Final answer:
The estimated value of the integral from 0 to 4 of the function 1/(x² + 1) using the partitions 0, 2, and 4 is 1.2, obtained using the Midpoint Rule.
Step-by-step explanation:
The student has been asked to estimate the integral of the function 1/(x² + 1) from 0 to 4 using the partitions 0, 2, and 4. This problem involves estimating the area under the curve of the given function within the specified interval.

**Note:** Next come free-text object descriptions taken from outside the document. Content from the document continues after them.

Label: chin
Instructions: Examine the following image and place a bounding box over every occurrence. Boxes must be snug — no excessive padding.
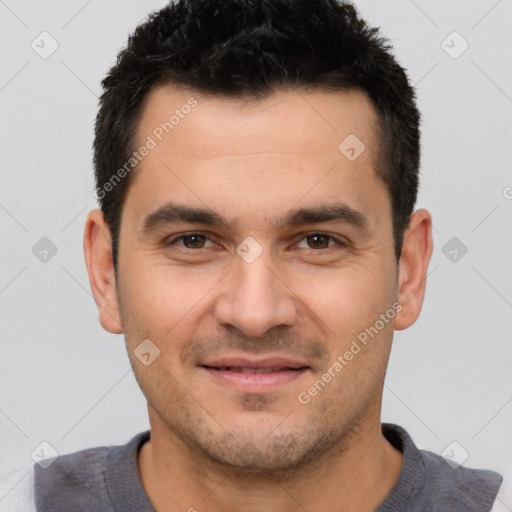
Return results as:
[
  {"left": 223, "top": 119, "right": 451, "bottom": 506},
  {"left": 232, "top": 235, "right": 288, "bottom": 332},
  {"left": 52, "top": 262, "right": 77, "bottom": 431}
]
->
[{"left": 185, "top": 422, "right": 342, "bottom": 475}]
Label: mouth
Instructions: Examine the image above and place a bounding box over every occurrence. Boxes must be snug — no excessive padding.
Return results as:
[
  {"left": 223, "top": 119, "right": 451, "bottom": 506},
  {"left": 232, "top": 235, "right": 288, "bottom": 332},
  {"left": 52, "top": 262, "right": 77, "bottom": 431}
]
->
[
  {"left": 202, "top": 365, "right": 306, "bottom": 373},
  {"left": 199, "top": 357, "right": 311, "bottom": 392}
]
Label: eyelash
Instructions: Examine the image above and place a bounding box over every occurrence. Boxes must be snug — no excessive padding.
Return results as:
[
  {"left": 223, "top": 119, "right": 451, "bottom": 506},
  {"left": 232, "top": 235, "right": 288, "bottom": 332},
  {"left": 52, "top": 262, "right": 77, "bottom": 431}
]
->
[{"left": 165, "top": 232, "right": 347, "bottom": 253}]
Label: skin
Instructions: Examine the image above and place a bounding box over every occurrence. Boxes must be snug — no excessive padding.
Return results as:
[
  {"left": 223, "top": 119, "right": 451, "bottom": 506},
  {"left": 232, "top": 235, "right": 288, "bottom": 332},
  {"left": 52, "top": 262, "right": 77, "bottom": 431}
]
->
[{"left": 84, "top": 85, "right": 433, "bottom": 512}]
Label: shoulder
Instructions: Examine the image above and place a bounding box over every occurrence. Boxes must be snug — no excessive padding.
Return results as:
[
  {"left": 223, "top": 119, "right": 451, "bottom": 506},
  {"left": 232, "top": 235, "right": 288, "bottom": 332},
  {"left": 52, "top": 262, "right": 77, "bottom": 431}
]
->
[
  {"left": 31, "top": 431, "right": 150, "bottom": 512},
  {"left": 0, "top": 466, "right": 36, "bottom": 512},
  {"left": 420, "top": 449, "right": 503, "bottom": 509},
  {"left": 490, "top": 470, "right": 512, "bottom": 512},
  {"left": 33, "top": 443, "right": 112, "bottom": 511},
  {"left": 383, "top": 424, "right": 505, "bottom": 511},
  {"left": 0, "top": 443, "right": 124, "bottom": 512},
  {"left": 0, "top": 446, "right": 111, "bottom": 512}
]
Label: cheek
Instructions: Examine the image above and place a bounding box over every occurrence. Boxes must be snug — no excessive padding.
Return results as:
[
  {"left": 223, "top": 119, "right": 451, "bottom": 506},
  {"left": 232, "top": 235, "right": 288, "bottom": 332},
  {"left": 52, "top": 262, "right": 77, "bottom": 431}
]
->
[
  {"left": 118, "top": 258, "right": 221, "bottom": 345},
  {"left": 295, "top": 263, "right": 391, "bottom": 338},
  {"left": 119, "top": 245, "right": 396, "bottom": 349}
]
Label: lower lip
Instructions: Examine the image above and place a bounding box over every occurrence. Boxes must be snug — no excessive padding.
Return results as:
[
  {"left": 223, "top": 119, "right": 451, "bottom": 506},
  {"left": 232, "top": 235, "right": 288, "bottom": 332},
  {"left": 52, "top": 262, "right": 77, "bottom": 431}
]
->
[{"left": 200, "top": 367, "right": 309, "bottom": 393}]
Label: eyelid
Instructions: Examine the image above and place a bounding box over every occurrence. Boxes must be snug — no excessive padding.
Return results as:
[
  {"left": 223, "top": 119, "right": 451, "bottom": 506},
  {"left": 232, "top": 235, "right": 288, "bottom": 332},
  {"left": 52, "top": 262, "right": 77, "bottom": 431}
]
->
[
  {"left": 165, "top": 231, "right": 218, "bottom": 248},
  {"left": 293, "top": 232, "right": 347, "bottom": 250},
  {"left": 165, "top": 231, "right": 348, "bottom": 251}
]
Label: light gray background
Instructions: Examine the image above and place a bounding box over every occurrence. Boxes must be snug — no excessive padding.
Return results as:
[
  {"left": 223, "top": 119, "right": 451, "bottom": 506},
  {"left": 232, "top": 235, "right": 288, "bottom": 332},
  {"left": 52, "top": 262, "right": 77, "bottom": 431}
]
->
[{"left": 1, "top": 0, "right": 511, "bottom": 485}]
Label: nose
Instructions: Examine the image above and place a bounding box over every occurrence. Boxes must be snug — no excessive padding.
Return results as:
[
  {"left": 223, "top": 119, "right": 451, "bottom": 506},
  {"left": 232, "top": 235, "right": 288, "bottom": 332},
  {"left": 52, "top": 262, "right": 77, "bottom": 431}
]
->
[{"left": 214, "top": 249, "right": 298, "bottom": 338}]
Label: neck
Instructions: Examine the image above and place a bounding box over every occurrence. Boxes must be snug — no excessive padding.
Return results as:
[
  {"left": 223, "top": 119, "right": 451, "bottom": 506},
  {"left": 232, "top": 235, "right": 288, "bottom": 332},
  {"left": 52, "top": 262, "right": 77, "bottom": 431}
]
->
[{"left": 138, "top": 411, "right": 403, "bottom": 512}]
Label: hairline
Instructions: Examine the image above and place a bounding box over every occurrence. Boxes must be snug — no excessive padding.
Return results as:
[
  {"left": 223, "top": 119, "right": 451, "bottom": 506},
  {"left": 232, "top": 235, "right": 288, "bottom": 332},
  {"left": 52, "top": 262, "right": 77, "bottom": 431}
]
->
[{"left": 111, "top": 80, "right": 398, "bottom": 274}]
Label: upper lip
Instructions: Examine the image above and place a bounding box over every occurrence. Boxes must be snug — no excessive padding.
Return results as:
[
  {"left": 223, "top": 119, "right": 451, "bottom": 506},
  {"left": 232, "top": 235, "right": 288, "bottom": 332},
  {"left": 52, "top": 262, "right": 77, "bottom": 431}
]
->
[{"left": 199, "top": 356, "right": 310, "bottom": 369}]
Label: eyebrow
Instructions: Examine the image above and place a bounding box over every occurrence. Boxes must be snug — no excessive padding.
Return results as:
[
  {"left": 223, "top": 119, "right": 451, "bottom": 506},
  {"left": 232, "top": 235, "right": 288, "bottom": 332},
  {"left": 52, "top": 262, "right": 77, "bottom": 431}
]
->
[{"left": 142, "top": 201, "right": 371, "bottom": 234}]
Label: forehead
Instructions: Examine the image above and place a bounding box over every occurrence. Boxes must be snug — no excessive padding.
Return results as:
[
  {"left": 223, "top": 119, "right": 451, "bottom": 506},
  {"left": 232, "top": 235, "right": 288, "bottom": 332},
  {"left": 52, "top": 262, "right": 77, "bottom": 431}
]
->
[
  {"left": 122, "top": 84, "right": 389, "bottom": 235},
  {"left": 134, "top": 84, "right": 380, "bottom": 162}
]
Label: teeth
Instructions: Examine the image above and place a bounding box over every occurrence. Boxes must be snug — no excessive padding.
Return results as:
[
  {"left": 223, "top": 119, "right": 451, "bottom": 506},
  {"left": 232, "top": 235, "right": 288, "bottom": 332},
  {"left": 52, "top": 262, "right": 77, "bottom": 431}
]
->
[
  {"left": 224, "top": 366, "right": 287, "bottom": 373},
  {"left": 255, "top": 368, "right": 273, "bottom": 374},
  {"left": 210, "top": 366, "right": 299, "bottom": 373}
]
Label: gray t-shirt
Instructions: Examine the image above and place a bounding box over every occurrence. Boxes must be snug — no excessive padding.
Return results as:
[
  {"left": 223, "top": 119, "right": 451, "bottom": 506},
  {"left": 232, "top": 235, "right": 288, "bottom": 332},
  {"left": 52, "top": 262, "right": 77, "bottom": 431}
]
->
[{"left": 32, "top": 423, "right": 503, "bottom": 511}]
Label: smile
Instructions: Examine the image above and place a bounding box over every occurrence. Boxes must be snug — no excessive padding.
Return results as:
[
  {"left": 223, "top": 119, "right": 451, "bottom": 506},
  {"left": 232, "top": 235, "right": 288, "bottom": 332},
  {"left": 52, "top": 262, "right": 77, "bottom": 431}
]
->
[{"left": 199, "top": 364, "right": 310, "bottom": 393}]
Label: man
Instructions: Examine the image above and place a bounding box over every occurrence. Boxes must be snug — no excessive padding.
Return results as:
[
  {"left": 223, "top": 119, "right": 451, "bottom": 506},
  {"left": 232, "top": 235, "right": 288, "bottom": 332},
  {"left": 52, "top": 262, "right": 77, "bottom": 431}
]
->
[{"left": 1, "top": 0, "right": 509, "bottom": 510}]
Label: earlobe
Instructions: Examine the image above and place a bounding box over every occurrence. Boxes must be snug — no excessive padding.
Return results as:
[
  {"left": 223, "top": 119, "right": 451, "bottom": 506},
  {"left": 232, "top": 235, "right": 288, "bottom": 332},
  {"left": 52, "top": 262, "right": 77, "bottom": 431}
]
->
[
  {"left": 83, "top": 209, "right": 123, "bottom": 334},
  {"left": 394, "top": 209, "right": 433, "bottom": 331}
]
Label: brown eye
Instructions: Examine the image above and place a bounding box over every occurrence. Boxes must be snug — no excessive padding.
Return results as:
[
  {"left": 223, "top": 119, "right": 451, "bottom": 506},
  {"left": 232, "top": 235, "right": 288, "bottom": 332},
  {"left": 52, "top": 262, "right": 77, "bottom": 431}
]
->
[
  {"left": 181, "top": 234, "right": 207, "bottom": 248},
  {"left": 293, "top": 233, "right": 347, "bottom": 254},
  {"left": 166, "top": 232, "right": 216, "bottom": 249},
  {"left": 305, "top": 234, "right": 331, "bottom": 249}
]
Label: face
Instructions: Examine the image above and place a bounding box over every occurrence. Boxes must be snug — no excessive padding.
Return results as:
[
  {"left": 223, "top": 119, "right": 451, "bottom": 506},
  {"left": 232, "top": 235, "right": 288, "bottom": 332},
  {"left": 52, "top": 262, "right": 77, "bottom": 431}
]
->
[{"left": 110, "top": 86, "right": 404, "bottom": 472}]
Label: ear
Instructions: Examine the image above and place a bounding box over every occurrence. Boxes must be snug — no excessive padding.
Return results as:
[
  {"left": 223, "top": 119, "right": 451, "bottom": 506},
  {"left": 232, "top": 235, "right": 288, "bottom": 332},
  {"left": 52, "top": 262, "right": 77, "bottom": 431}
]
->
[
  {"left": 394, "top": 208, "right": 433, "bottom": 330},
  {"left": 83, "top": 209, "right": 123, "bottom": 334}
]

Let's perform the estimation using the midpoint rule for simplicity:
Divide the interval [0, 4] into two subintervals: [0, 2] and [2, 4].
Find the midpoint of each subinterval: m1 = 1 and m2 = 3.
Calculate the function values at these midpoints: f(m1) = 1/(1² + 1) = 0.5, f(m2) = 1/(3² + 1) = 1/10.
Multiply each function value by the width of the subintervals (which is 2): A1 = 2 * 0.5 = 1, A2 = 2 * 1/10 = 1/5.
Add the areas of the subintervals to get the total estimated area: A = A1 + A2 = 1 + 1/5 = 1.2.
Thus, the estimated value of the integral ∫(4 to 0) 1/(x² + 1) dx using the partitions 0, 2, and 4 is 1.2.